La storia prende l’avvio con l’incarico di Luisa Montero all’avvocato e poeta Attilio Bonafede per la pubblicazione degli scritti del marito, l’avvocato «principe del foro» Tindaro La Grua. Attilio inizia a leggere “le carte” per carpirne «l’anima» che vi «si leva». Nota subito che «diversi pezzi» di queste «nascevano dall’esperienza professionale» e adombra il sospetto che «l’avvocatura gli servisse a un qualcos’altro che segretamente nutriva nell’animo». Egli comincia a notare sempre più delle stranezze nella personalità e nella vita di Tindaro: inizialmente la lettura interpretativa della "Relazione sulle toghe illustri del nostro foro", da cui «cominciano i dubbi», lo porta a dire che «se il testo non fosse stato scritto di suo pugno», non lo avrebbe «ritenuto opera del maestro»; poi non trova una spiegazione al «silenzio sulla giovinezza del maestro» da parte della moglie. 

Attratto da quella enigmatica personalità, che diventa viepiù come «un’immagine in controluce», tenta di interpretarla meglio attraverso la lettura di un "Manoscritto" del maestro da cui emerge un uomo a due dimensioni, con una «duplice natura»: analogamente alla indagata figura di Balsamo-Cagliostro in cui convivono «opposte identità, opposti mondi» si tratta di «risolvere il personaggio nell’unità», che va ricercata «nel logos, nella parola». 

Un’ulteriore ricerca nella dimensione giuridica di La Grua lo porta a scoprire la sconvolgente verità su questa natura che avvia a conclusione il romanzo.

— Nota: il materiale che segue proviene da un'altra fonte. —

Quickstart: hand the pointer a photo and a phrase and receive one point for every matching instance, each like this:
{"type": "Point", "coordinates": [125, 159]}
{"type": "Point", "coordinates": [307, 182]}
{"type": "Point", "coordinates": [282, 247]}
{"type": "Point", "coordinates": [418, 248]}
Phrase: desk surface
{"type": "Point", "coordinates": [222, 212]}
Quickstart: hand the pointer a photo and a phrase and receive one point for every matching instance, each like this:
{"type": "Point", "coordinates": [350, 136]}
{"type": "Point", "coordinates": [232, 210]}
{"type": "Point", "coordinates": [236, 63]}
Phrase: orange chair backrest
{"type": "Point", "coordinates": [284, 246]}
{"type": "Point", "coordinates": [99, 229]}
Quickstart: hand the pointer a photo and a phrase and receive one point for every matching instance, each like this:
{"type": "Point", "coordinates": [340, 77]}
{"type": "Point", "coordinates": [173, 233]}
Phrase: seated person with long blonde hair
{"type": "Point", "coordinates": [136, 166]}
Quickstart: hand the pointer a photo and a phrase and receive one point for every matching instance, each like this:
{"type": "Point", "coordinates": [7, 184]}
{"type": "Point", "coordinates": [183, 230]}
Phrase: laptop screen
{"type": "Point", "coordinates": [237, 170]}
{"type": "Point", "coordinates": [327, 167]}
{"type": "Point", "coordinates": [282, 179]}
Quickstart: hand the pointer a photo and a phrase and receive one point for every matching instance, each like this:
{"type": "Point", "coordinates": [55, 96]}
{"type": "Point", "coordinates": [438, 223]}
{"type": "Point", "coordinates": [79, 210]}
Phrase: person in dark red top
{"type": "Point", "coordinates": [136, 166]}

Insomma, la banale circostanza della pubblicazione di un libro dà vita a un’intrigante complessità d’intreccio che una recensione non può sottrarre al legittimo piacere della lettura. 

 

D’altra parte, una più puntuale rilettura del romanzo svela un secondo più profondo livello di lettura, dalla quale emergono diversi temi fra loro concatenati, mai giustapposti e sempre funzionali alla trama narrativa, problemi cari all’autore e stimolanti per il lettore: una filosofia esistenziale della vita rilevabile nelle «crisi d’identità che vive l’uomo d’oggi», tra le quali «quella dell’avvocatura»; la questione del rapporto fra lavoro e arte, fra necessità e libertà; le cangianti forme che assume il rapporto con l’altro sesso, da quello sentimentale al puramente erotico al mercenario; il rapporto talvolta problematico genitori-figli; l’ermeneutica (l’interpretazione del manoscritto consente al protagonista di avvicinarsi alla verità); il misticismo; il simbolismo e altro ancora. 


Con questo romanzo l’autore sembra aver tenuto fede a una promessa fatta nella sua poesia “La tana”, contenuta della sua prima silloge poetica, Trasmutazione (2007, 2020):

[…]

Poi, forse con sentire di schiettezza

quel mondo troppo umano e così vario

riflesso guarderò nella chiarezza

di quanto sia superfluo il necessario.